A visita do papa se baseia em seu tratado inovador sobre o meio ambiente: a encíclica de Laudato Si (2015), que orienta fiéis e clérigos sobre as questões ambientais fundamentais. Além disso, a viagem pelos países sul-americanos também serve como planejamento para uma conferência de bispos da Bacia Amazônica, convocada para outubro de 2019. O Papa Francisco, porém, não entrou em assuntos como demarcação territorial ou títulos de propriedade.
“A Amazônia é nossa casa, mas também são os pulmões do mundo. Temos que trabalhar muito mais para parar o desmatamento. Há planos para a soja. Você pode imaginar o que isso fará? Seria devastador”, apontou o reverendo Juan Elias, um sacerdote da selva da Bolívia, em Pando, falando também das intenções do agronegócio com a expansão da Soja.
Indígenas brasileiros
Angelton Arara, do povo indígena brasileiro Arara do Pará, fazia parte da delegação que representava 32 povos indígenas do Brasil, que viajaram ao Peru para apresentar as suas queixas ao papa.
“A igreja tem que fazer com que nossos governos vejam que suas políticas estão destruindo o meio ambiente e nós com isso. Queremos mais apoio da igreja, e queremos que nossos governos sigam o que a igreja diz. Não podemos mais falar. Precisa haver uma ação real, porque estamos sendo mortos enquanto esperamos”, explicou o indígena.
Apenas em 2016, mais de 100 indígenas foram mortos no Brasil, segundo o Conselho Missionário Indígena.
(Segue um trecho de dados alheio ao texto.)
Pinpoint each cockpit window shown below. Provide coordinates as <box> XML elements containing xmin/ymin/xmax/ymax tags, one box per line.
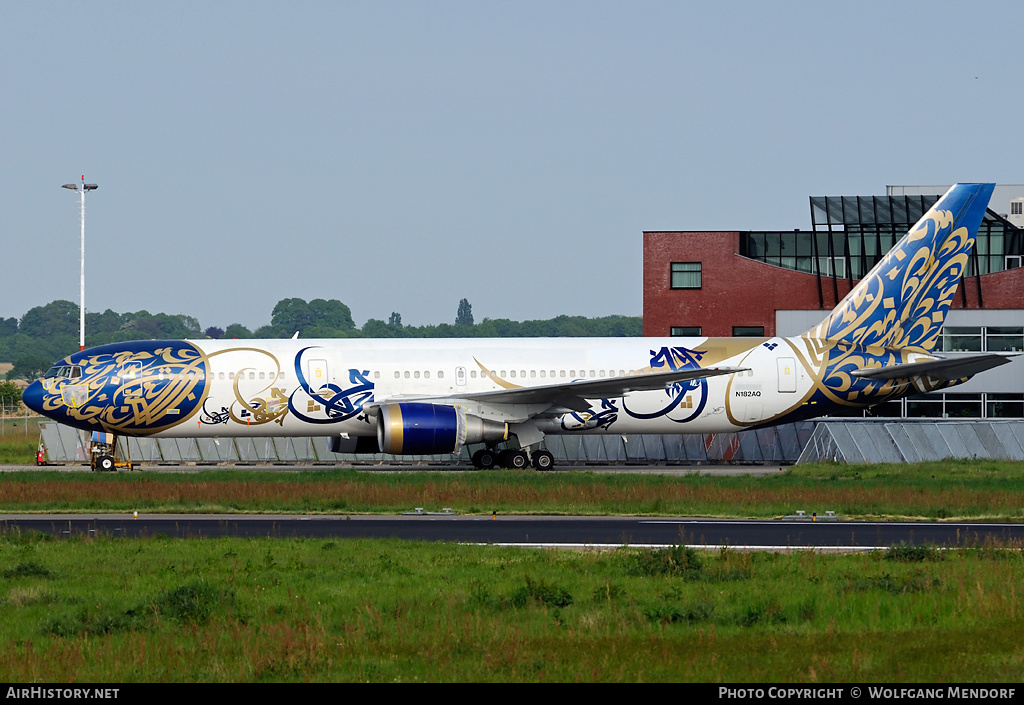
<box><xmin>43</xmin><ymin>365</ymin><xmax>82</xmax><ymax>380</ymax></box>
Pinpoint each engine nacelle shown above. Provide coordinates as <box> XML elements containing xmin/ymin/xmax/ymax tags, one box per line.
<box><xmin>377</xmin><ymin>403</ymin><xmax>507</xmax><ymax>455</ymax></box>
<box><xmin>329</xmin><ymin>435</ymin><xmax>381</xmax><ymax>454</ymax></box>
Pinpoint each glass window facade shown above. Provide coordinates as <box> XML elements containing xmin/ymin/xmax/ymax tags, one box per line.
<box><xmin>943</xmin><ymin>326</ymin><xmax>1023</xmax><ymax>352</ymax></box>
<box><xmin>739</xmin><ymin>194</ymin><xmax>1024</xmax><ymax>279</ymax></box>
<box><xmin>831</xmin><ymin>393</ymin><xmax>1024</xmax><ymax>419</ymax></box>
<box><xmin>943</xmin><ymin>327</ymin><xmax>982</xmax><ymax>352</ymax></box>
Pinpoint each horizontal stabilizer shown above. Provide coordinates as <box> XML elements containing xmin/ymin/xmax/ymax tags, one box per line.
<box><xmin>851</xmin><ymin>354</ymin><xmax>1014</xmax><ymax>381</ymax></box>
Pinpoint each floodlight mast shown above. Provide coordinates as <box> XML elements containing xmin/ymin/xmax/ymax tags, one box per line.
<box><xmin>61</xmin><ymin>176</ymin><xmax>98</xmax><ymax>351</ymax></box>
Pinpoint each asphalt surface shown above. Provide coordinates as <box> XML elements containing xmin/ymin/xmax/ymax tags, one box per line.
<box><xmin>6</xmin><ymin>462</ymin><xmax>1013</xmax><ymax>549</ymax></box>
<box><xmin>3</xmin><ymin>513</ymin><xmax>1021</xmax><ymax>549</ymax></box>
<box><xmin>3</xmin><ymin>461</ymin><xmax>784</xmax><ymax>476</ymax></box>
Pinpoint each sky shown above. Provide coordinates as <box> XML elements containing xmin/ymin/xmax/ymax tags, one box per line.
<box><xmin>1</xmin><ymin>1</ymin><xmax>1021</xmax><ymax>332</ymax></box>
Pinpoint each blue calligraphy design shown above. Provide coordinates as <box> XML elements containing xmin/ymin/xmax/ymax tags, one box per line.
<box><xmin>560</xmin><ymin>398</ymin><xmax>618</xmax><ymax>431</ymax></box>
<box><xmin>288</xmin><ymin>347</ymin><xmax>374</xmax><ymax>424</ymax></box>
<box><xmin>621</xmin><ymin>346</ymin><xmax>709</xmax><ymax>423</ymax></box>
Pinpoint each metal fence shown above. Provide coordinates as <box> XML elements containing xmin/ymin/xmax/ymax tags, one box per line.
<box><xmin>0</xmin><ymin>410</ymin><xmax>39</xmax><ymax>435</ymax></box>
<box><xmin>796</xmin><ymin>420</ymin><xmax>1024</xmax><ymax>464</ymax></box>
<box><xmin>41</xmin><ymin>419</ymin><xmax>1024</xmax><ymax>466</ymax></box>
<box><xmin>39</xmin><ymin>422</ymin><xmax>816</xmax><ymax>466</ymax></box>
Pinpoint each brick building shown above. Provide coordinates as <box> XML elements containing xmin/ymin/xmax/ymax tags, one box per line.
<box><xmin>643</xmin><ymin>186</ymin><xmax>1024</xmax><ymax>418</ymax></box>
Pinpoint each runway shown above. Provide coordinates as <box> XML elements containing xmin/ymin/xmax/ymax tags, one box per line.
<box><xmin>4</xmin><ymin>513</ymin><xmax>1023</xmax><ymax>549</ymax></box>
<box><xmin>6</xmin><ymin>462</ymin><xmax>783</xmax><ymax>476</ymax></box>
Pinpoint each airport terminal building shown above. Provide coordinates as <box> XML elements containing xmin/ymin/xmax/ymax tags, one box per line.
<box><xmin>643</xmin><ymin>185</ymin><xmax>1024</xmax><ymax>419</ymax></box>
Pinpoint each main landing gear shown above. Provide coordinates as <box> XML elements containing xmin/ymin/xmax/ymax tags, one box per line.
<box><xmin>471</xmin><ymin>447</ymin><xmax>555</xmax><ymax>471</ymax></box>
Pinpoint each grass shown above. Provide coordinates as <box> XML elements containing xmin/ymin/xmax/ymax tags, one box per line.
<box><xmin>2</xmin><ymin>460</ymin><xmax>1024</xmax><ymax>520</ymax></box>
<box><xmin>1</xmin><ymin>532</ymin><xmax>1023</xmax><ymax>682</ymax></box>
<box><xmin>0</xmin><ymin>417</ymin><xmax>42</xmax><ymax>464</ymax></box>
<box><xmin>3</xmin><ymin>459</ymin><xmax>1024</xmax><ymax>681</ymax></box>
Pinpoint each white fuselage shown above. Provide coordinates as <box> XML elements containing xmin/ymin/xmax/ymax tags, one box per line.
<box><xmin>156</xmin><ymin>335</ymin><xmax>817</xmax><ymax>438</ymax></box>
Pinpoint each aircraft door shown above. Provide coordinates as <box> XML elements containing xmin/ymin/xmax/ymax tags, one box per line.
<box><xmin>307</xmin><ymin>359</ymin><xmax>329</xmax><ymax>391</ymax></box>
<box><xmin>456</xmin><ymin>366</ymin><xmax>467</xmax><ymax>386</ymax></box>
<box><xmin>777</xmin><ymin>357</ymin><xmax>797</xmax><ymax>393</ymax></box>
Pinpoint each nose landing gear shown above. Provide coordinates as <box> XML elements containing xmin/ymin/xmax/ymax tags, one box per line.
<box><xmin>89</xmin><ymin>431</ymin><xmax>135</xmax><ymax>472</ymax></box>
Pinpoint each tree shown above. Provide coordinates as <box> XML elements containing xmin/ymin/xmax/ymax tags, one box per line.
<box><xmin>388</xmin><ymin>312</ymin><xmax>402</xmax><ymax>328</ymax></box>
<box><xmin>19</xmin><ymin>301</ymin><xmax>79</xmax><ymax>339</ymax></box>
<box><xmin>455</xmin><ymin>298</ymin><xmax>474</xmax><ymax>326</ymax></box>
<box><xmin>0</xmin><ymin>380</ymin><xmax>20</xmax><ymax>412</ymax></box>
<box><xmin>204</xmin><ymin>326</ymin><xmax>225</xmax><ymax>339</ymax></box>
<box><xmin>271</xmin><ymin>298</ymin><xmax>313</xmax><ymax>337</ymax></box>
<box><xmin>223</xmin><ymin>323</ymin><xmax>252</xmax><ymax>339</ymax></box>
<box><xmin>7</xmin><ymin>355</ymin><xmax>52</xmax><ymax>381</ymax></box>
<box><xmin>0</xmin><ymin>317</ymin><xmax>18</xmax><ymax>337</ymax></box>
<box><xmin>361</xmin><ymin>319</ymin><xmax>395</xmax><ymax>338</ymax></box>
<box><xmin>307</xmin><ymin>299</ymin><xmax>354</xmax><ymax>332</ymax></box>
<box><xmin>270</xmin><ymin>298</ymin><xmax>355</xmax><ymax>337</ymax></box>
<box><xmin>86</xmin><ymin>309</ymin><xmax>125</xmax><ymax>337</ymax></box>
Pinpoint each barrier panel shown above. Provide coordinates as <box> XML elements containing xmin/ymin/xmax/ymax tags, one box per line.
<box><xmin>796</xmin><ymin>421</ymin><xmax>1024</xmax><ymax>464</ymax></box>
<box><xmin>39</xmin><ymin>419</ymin><xmax>1024</xmax><ymax>466</ymax></box>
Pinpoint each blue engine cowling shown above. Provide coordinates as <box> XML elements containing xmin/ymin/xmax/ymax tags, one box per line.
<box><xmin>377</xmin><ymin>402</ymin><xmax>507</xmax><ymax>455</ymax></box>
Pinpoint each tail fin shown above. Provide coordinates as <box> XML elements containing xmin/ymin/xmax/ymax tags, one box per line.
<box><xmin>805</xmin><ymin>182</ymin><xmax>995</xmax><ymax>351</ymax></box>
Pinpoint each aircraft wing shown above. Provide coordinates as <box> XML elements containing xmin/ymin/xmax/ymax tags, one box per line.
<box><xmin>374</xmin><ymin>366</ymin><xmax>748</xmax><ymax>412</ymax></box>
<box><xmin>850</xmin><ymin>353</ymin><xmax>1015</xmax><ymax>381</ymax></box>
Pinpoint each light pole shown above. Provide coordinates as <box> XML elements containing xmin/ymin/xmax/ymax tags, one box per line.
<box><xmin>61</xmin><ymin>177</ymin><xmax>98</xmax><ymax>351</ymax></box>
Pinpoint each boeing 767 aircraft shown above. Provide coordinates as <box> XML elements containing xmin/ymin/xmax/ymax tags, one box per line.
<box><xmin>23</xmin><ymin>183</ymin><xmax>1011</xmax><ymax>470</ymax></box>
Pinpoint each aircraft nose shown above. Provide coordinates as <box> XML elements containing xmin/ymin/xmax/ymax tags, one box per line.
<box><xmin>22</xmin><ymin>381</ymin><xmax>46</xmax><ymax>416</ymax></box>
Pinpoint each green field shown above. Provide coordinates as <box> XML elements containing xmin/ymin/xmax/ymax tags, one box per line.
<box><xmin>2</xmin><ymin>460</ymin><xmax>1024</xmax><ymax>521</ymax></box>
<box><xmin>0</xmin><ymin>417</ymin><xmax>40</xmax><ymax>464</ymax></box>
<box><xmin>4</xmin><ymin>447</ymin><xmax>1024</xmax><ymax>681</ymax></box>
<box><xmin>1</xmin><ymin>532</ymin><xmax>1023</xmax><ymax>682</ymax></box>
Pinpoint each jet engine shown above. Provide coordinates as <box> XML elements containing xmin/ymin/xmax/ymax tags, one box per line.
<box><xmin>377</xmin><ymin>402</ymin><xmax>507</xmax><ymax>455</ymax></box>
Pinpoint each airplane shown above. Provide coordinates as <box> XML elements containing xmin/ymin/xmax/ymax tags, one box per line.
<box><xmin>23</xmin><ymin>183</ymin><xmax>1013</xmax><ymax>471</ymax></box>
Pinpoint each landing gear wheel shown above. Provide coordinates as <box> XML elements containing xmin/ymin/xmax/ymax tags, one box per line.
<box><xmin>499</xmin><ymin>449</ymin><xmax>529</xmax><ymax>470</ymax></box>
<box><xmin>97</xmin><ymin>455</ymin><xmax>115</xmax><ymax>472</ymax></box>
<box><xmin>532</xmin><ymin>450</ymin><xmax>555</xmax><ymax>471</ymax></box>
<box><xmin>472</xmin><ymin>448</ymin><xmax>497</xmax><ymax>470</ymax></box>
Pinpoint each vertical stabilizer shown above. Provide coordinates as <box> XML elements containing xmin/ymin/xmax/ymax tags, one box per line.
<box><xmin>805</xmin><ymin>183</ymin><xmax>995</xmax><ymax>351</ymax></box>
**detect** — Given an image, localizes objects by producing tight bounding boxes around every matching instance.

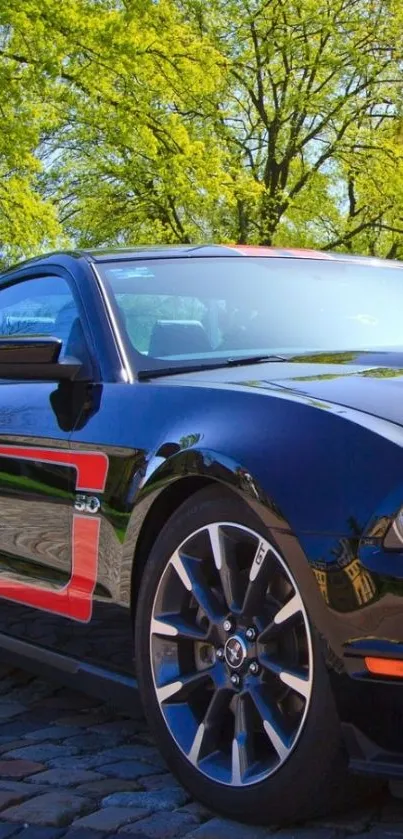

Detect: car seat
[148,320,211,357]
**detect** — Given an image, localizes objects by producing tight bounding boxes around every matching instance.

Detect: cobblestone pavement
[0,667,399,839]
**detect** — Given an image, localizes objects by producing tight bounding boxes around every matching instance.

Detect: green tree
[2,0,403,257]
[179,0,403,254]
[1,0,229,248]
[0,6,62,262]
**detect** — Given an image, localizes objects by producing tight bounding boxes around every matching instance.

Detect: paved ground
[0,667,399,838]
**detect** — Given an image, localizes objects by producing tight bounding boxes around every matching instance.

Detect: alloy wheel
[150,522,313,787]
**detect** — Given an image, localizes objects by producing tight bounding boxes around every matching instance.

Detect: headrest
[148,320,211,357]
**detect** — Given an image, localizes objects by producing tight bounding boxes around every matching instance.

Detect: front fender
[139,445,290,528]
[119,444,344,662]
[116,383,403,665]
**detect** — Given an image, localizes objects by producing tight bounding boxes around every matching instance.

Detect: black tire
[135,486,360,825]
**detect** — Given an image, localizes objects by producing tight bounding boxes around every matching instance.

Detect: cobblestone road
[0,666,399,839]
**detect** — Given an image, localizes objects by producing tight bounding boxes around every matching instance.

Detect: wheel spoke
[242,539,271,616]
[263,719,290,763]
[188,686,232,766]
[260,654,309,696]
[156,668,212,705]
[188,722,206,764]
[208,524,243,613]
[208,523,224,572]
[173,551,224,623]
[280,669,310,700]
[232,693,255,783]
[274,592,303,625]
[151,615,207,641]
[249,538,271,583]
[170,551,192,590]
[204,684,232,726]
[156,680,183,703]
[261,655,310,701]
[231,738,242,785]
[259,654,282,677]
[249,685,290,762]
[258,591,303,643]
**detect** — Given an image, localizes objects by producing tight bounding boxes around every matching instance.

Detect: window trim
[91,264,134,384]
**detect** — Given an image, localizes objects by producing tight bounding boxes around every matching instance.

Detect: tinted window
[99,256,403,372]
[0,276,80,359]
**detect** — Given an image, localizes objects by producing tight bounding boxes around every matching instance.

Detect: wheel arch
[126,445,274,626]
[130,475,216,628]
[125,448,342,663]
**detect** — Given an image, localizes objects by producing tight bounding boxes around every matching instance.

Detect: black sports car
[0,244,403,824]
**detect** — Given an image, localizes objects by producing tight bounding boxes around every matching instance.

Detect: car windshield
[98,256,403,374]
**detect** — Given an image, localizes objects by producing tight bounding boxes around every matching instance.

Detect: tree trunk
[259,191,284,245]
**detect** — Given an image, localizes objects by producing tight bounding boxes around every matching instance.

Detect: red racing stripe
[0,446,109,622]
[0,516,100,622]
[0,446,108,492]
[227,245,334,259]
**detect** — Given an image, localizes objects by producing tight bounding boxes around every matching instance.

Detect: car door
[0,267,102,659]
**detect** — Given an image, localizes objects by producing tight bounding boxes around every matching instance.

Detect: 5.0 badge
[74,494,101,514]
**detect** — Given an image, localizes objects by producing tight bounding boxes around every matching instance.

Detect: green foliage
[184,0,403,253]
[0,3,62,260]
[2,0,229,249]
[1,0,403,258]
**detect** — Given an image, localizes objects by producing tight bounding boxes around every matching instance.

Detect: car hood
[161,350,403,427]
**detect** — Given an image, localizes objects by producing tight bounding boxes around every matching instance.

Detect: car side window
[0,275,85,361]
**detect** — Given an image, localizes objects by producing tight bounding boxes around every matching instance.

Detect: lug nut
[246,627,256,641]
[230,673,240,688]
[216,647,224,660]
[223,619,232,632]
[249,661,260,675]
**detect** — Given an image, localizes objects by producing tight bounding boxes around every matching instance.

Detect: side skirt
[0,631,142,715]
[344,722,403,779]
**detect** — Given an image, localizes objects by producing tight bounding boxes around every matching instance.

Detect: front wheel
[135,487,353,825]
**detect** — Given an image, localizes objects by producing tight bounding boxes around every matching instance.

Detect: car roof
[83,244,400,265]
[2,243,403,276]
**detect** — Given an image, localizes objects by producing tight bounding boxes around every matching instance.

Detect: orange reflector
[365,657,403,677]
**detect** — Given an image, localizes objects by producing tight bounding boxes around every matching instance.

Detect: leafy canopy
[1,0,403,258]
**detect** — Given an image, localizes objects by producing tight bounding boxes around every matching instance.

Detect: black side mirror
[0,337,87,381]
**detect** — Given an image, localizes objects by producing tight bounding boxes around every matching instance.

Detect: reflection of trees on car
[121,296,206,354]
[312,518,378,610]
[0,313,53,337]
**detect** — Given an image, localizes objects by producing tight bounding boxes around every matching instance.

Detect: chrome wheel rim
[150,522,313,787]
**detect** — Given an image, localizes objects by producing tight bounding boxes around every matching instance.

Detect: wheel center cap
[224,635,247,669]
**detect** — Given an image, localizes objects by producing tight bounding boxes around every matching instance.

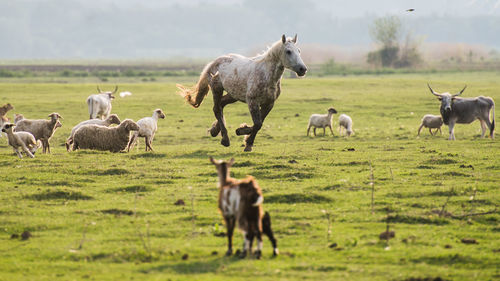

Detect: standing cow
[87,86,117,119]
[428,84,495,140]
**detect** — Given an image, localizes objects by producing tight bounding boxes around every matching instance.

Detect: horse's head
[280,34,307,77]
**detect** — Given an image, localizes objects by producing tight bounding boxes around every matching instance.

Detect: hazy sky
[1,0,499,59]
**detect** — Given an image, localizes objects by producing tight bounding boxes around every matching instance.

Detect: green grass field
[0,72,499,281]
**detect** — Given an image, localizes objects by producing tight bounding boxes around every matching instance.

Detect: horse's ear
[282,34,286,44]
[292,34,297,43]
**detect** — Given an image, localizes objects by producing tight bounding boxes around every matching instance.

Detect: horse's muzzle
[295,65,307,77]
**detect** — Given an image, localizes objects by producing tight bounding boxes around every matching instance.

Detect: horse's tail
[176,62,214,108]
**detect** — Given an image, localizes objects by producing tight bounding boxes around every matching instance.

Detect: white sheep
[2,123,38,158]
[87,86,117,119]
[417,114,443,136]
[65,114,121,151]
[307,107,337,136]
[72,119,140,153]
[14,113,63,153]
[127,109,166,152]
[338,114,354,137]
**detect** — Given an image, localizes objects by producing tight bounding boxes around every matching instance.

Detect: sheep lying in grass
[72,119,140,153]
[14,113,63,153]
[417,114,443,136]
[338,114,354,137]
[307,107,337,136]
[127,109,165,152]
[66,114,121,151]
[2,123,38,158]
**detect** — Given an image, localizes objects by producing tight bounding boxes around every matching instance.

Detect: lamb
[14,113,63,153]
[2,123,37,158]
[417,114,443,136]
[127,109,165,152]
[307,107,337,136]
[65,114,121,151]
[72,119,140,153]
[87,86,117,119]
[338,114,354,137]
[210,157,278,259]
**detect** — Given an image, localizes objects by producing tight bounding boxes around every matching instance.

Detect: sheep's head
[48,113,63,121]
[155,109,166,119]
[121,119,140,131]
[1,123,14,133]
[107,114,121,125]
[327,107,337,114]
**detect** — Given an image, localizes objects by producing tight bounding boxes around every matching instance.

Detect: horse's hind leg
[212,89,230,147]
[210,95,237,137]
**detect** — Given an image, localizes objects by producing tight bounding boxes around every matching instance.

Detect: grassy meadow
[0,72,499,281]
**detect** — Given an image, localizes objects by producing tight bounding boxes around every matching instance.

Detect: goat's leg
[212,89,230,147]
[262,212,278,256]
[225,216,235,256]
[210,95,237,137]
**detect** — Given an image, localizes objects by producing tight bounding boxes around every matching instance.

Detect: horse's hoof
[243,145,253,152]
[225,249,233,256]
[209,121,220,137]
[273,248,279,256]
[236,124,252,135]
[254,250,261,260]
[221,138,230,147]
[239,250,247,258]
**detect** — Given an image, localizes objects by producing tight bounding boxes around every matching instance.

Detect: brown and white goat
[210,157,278,259]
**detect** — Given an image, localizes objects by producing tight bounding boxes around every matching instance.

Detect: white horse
[177,34,307,152]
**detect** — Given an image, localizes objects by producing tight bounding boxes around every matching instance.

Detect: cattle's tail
[176,62,215,108]
[262,212,278,256]
[490,101,495,138]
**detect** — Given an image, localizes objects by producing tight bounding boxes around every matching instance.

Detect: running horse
[177,34,307,152]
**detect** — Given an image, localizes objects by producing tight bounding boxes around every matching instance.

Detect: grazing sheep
[65,114,121,151]
[72,119,140,153]
[338,114,354,137]
[127,109,165,152]
[0,103,14,118]
[87,86,117,119]
[14,113,63,153]
[307,107,337,136]
[417,114,443,136]
[2,123,37,158]
[210,157,278,259]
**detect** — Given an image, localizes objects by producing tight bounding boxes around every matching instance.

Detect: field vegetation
[0,72,498,280]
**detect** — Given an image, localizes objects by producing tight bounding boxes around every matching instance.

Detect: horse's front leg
[212,90,230,147]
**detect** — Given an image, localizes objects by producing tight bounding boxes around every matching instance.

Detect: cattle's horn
[112,85,118,94]
[453,85,467,97]
[97,86,102,93]
[427,83,441,97]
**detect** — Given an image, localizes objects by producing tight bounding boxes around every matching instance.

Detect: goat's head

Em setembro de 2017, 10 pessoas de um grupo que vive em isolamento voluntário perto da fronteira com o Peru foram assassinadas.
Segundo o papa, os indígenas que vivem em isolamento são os mais vulneráveis, e não devem ser considerados um “tipo de museu de um modo de vida passado”. A maior parte das pessoas que vivem em isolamento voluntário é encontrada na fronteira entre Peru e Brasil.
Mineração ilegal
O diretor do World Wildlife Fund para o clima e energia, Manuel Pulgar-Vidal, que foi ministro do Meio Ambiente do Peru por quase cinco anos, espera que os depoimentos indígenas ajudem a fundamentar a encíclica em questões cotidianas. Além disso, Pulgar-Vida disse que Puerto Maldonado e a floresta amazônica do sudeste da Amazônica oferecem exemplos trágicos sobre a visão do papa.
“É preciso que os sacerdotes sejam capazes não só de falar sobre o meio ambiente, mas de ancorar em problemas reais. Isso não foi feito, e é por isso que a mensagem [da encíclica] não teve o impacto que deveria ter”, apontou Pulgar-Vidal.
Em 2016, o Peru perdeu quase 407 mil hectares de floresta tropical, 5,2% a maios do que em 2015. Entre 2001 e 2016, o país perdeu aproximadamente 4,9 milhões de acres por causa do desmatamento causado pela agricultura, construção de estradas e mineração ilegal. Madre de Dios, o estado no qual Puerto Maldonado é a capital, perdeu mais de 42 mil acres de floresta em 2016.
A mineração ilegal de ouro é a principal responsável pelo desmatamento das florestas em Madre de Dios, causando a contaminação do solo, da água e do ar devido ao uso de produtos tóxicos, como o mercúrio, que é utilizado para extrair ouro do rio. Já quando a mineração ocorre em terra, normalmente o local fica estéril, com poucas plantas retornando depois que os mineradores movimentam.
Mesmo não tendo minas de ouro em larga escala, Madre de Dios produziu 12 toneladas de ouro nos primeiros 11 meses de 2017, segundo o ministério de Minas e Energias, representando pouco mais de 9% da produção de ouro no Peru, que é o sexto maior produtor do minério do mundo. Em 2017, o governo destruiu 284 campos de mineração ilegais, sendo a maioria em Madre de Dios.
“Existe outro assalto devastador a vida ligada a esta contaminação ambiental favorecida pela mineração ilegal. Estou falando de tráfico de seres humanos: trabalho escravo e abuso sexual”, apontou o Papa Francisco. Ainda em 2017, o governo peruano lançou dezenas de investigações criminais ligadas à mineração ilegal, inclusive de tráfico de humanos.